Reference numeral 15 denotes an output current detector of the inverter device, which may be set between the capacitor 3 and the inverter 15 to detect the current on the DC power supply side. 40 is a detector for the ambient temperature of the capacitor 3.

第2図に動作フローチャートを示す。サンプリング時間
(t8)毎に、平均化された次の諸デタを読み込む(ス
テップ401)。
FIG. 2 shows an operation flowchart. At each sampling time (t8), the following averaged data is read (step 401).

電流検出器15による値     ・・・・・・・・・
I。
Value determined by current detector 15...
I.

コンデンサ3の電圧値20    ・・・・旧・・VD
温度検出器40の値41     ・・・・・・・・・
T8インバータ装置の出力周波数   ・・・・・・・
・・F。
Voltage value of capacitor 3 20...Old...VD
Value 41 of temperature detector 40...
Output frequency of T8 inverter device...
...F.

インバータ装置のキャリア周波数 ・・・・・・・・・
F、。
Carrier frequency of inverter device ・・・・・・・・・
F.

次にコンデンサ3のリップル電流■、を検出する為に直
接電流検出を設置しても良いが、上記諸データから算出
(ステップ402)する為次式を使用する。
Next, direct current detection may be installed to detect the ripple current (2) of the capacitor 3, but the following equation is used to calculate it from the above data (step 402).

1、=F□(10,V、、 Fo、 F、)上記式の関
係は実験からも求められるが、簡単化して次式とするこ
とが出来る。但し、■(□は比例定数とする。
1,=F□(10,V,, Fo, F,) The relationship in the above equation can also be obtained from experiments, but it can be simplified to the following equation. However, ■(□ is a constant of proportionality.

1、彎に、・I。1, 彎に・I.

この場合第1図に示した電圧信号20は省略することが
できる。
In this case, the voltage signal 20 shown in FIG. 1 can be omitted.

次に、」−記リップル電流値(Ir)から、コンデンサ
3の中心温度(Tj)とコンデンサの温度検出器40の
温度(Ta)との差(△Tja)を算出(ステップ40
3)する。
Next, the difference (△Tja) between the center temperature (Tj) of the capacitor 3 and the temperature (Ta) of the capacitor temperature detector 40 is calculated from the ripple current value (Ir) (step 40).
3) Do.

△Tj、=F2 (Tr、  1.、 Vd、 Fo、
 F、)上記式の関係は実験からも求められるが、簡単
に次式とすることが出来る。但し、K2は比例定数とす
る。
△Tj,=F2 (Tr, 1., Vd, Fo,
F,) The relationship in the above equation can also be obtained from experiments, but it can be easily expressed as the following equation. However, K2 is a proportionality constant.
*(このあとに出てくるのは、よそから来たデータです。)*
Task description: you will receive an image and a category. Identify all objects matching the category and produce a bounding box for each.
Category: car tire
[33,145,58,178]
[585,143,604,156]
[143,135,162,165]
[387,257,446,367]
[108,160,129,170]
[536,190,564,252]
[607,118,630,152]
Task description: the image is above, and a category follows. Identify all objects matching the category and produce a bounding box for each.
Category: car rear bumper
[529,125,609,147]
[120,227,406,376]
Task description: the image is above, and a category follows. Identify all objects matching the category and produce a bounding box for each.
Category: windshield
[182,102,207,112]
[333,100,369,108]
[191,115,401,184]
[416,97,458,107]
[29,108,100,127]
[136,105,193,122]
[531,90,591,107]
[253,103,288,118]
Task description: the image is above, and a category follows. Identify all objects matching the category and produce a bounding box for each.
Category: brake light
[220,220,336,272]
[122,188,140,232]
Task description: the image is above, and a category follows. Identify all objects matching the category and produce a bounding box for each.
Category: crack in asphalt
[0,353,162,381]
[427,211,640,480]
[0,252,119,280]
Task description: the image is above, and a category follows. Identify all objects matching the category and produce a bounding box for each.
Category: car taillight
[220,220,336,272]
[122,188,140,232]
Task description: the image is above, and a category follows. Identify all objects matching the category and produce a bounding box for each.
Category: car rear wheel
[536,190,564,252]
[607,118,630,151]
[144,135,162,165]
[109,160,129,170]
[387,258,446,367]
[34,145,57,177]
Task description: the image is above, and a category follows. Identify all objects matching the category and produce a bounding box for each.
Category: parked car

△Tj、 = K2・I、2 次に、コンデンサ3の中心温度Tjを算出(ステップ4
0/])する。
△Tj, = K2・I, 2 Next, calculate the center temperature Tj of the capacitor 3 (step 4
0/]).

T、=Ta+八TjA 次に、」二記諸データからサンプリング時間t、。T,=Ta+8TjA Next, from the data listed in Section 2, the sampling time t.

をコンデンサの基準中心温度Tt、基準電圧V、及び基
準周波数F、て運転していた場合に相当する時間t、、
′に次式を用いて変換(ステップ4o7)する。
The time t corresponding to when the capacitor is operated at the reference center temperature Tt, reference voltage V, and reference frequency F,
' is converted using the following equation (step 4o7).

t s’ = t、 ・F a (T J 、V a 
、F 0. F C,T r 、 V t 、F r 
)上記式の関係は実験からも求められるが、簡単に次式
とすることが出来る。
t s' = t, ・F a (T J , V a
, F 0. F C, T r , V t , F r
) The relationship in the above equation can also be obtained from experiments, but it can be easily expressed as the following equation.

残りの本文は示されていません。